Hoy tengo la conciencia de que no hay nada más perecedero que una palabra. Una palabra que se pierde entre millones de palabras entre millones de oraciones, entre millones de textos, entre millones de libros y discursos… No hay nada menos relevante que una palabra cuando uno contempla la historia plagada de mensajes que se ha llevado el viento. Sin embargo, también, con la contradicción que parece dominar en las grandes verdades, percibo que nada hay más poderoso. Desde el “yo tengo un sueño” o “yo acuso”, hasta el canto de miles de personas reunidas estos días, cada tarde, alrededor de un aplauso, de un “ánimo”, “todo pasará”, “ya queda menos”…
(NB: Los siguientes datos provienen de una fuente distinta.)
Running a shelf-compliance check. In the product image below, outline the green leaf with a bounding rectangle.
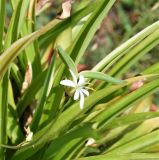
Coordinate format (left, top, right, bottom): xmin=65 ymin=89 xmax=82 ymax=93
xmin=105 ymin=112 xmax=159 ymax=129
xmin=31 ymin=54 xmax=56 ymax=132
xmin=44 ymin=124 xmax=99 ymax=160
xmin=69 ymin=0 xmax=115 ymax=64
xmin=79 ymin=153 xmax=159 ymax=160
xmin=93 ymin=21 xmax=159 ymax=71
xmin=95 ymin=79 xmax=159 ymax=129
xmin=0 ymin=5 xmax=95 ymax=79
xmin=0 ymin=0 xmax=6 ymax=52
xmin=57 ymin=46 xmax=78 ymax=76
xmin=108 ymin=130 xmax=159 ymax=153
xmin=80 ymin=71 xmax=124 ymax=84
Hoy estoy extrañamente triste. Profundamente triste porque, en mi desconcierto, he llegado a dar gracias porque mi padre murió hace tres meses. Porque pude despedirme de él y le acaricié y pude decirle todas las palabras que tenía guardadas, atesoradas en el corazón como siemprevivas escondidas en un rincón del jardín, durante toda mi vida, para entregárselas en ese momento: que le quería, que se marchara tranquilo, que había sido un maravilloso padre, un maravilloso esposo, un maravilloso abuelo… Porque como escribe Raquel Vázquez: “No hay lugar más desierto que lo que no se dice”.
Escucho ahora las voces (llego incluso a oír los gritos) de aquellos que no están pudiendo despedirse de los suyos; de todos los que solo pueden mirar –tapiados con las mascarillas– cómo delante de ellos se llevan los ataúdes de sus familiares a los que solo pueden acompañar con los ojos. Y no tengo palabras. No sé qué puede decírseles que no sea un “lo siento”, “un abrazo inmenso”, un “te quiero” … No sé qué se puede decir a todos los que están viviendo este terrible instante. Nuestra civilización, tan soberbiamente evolucionada y tecnológica, no nos había preparado para esto.
No sé qué deciros. No tengo palabras. Sólo puedo acariciaros desde lejos y mantener, con los ojos llenos de lágrimas, un profundo y respetuoso silencio.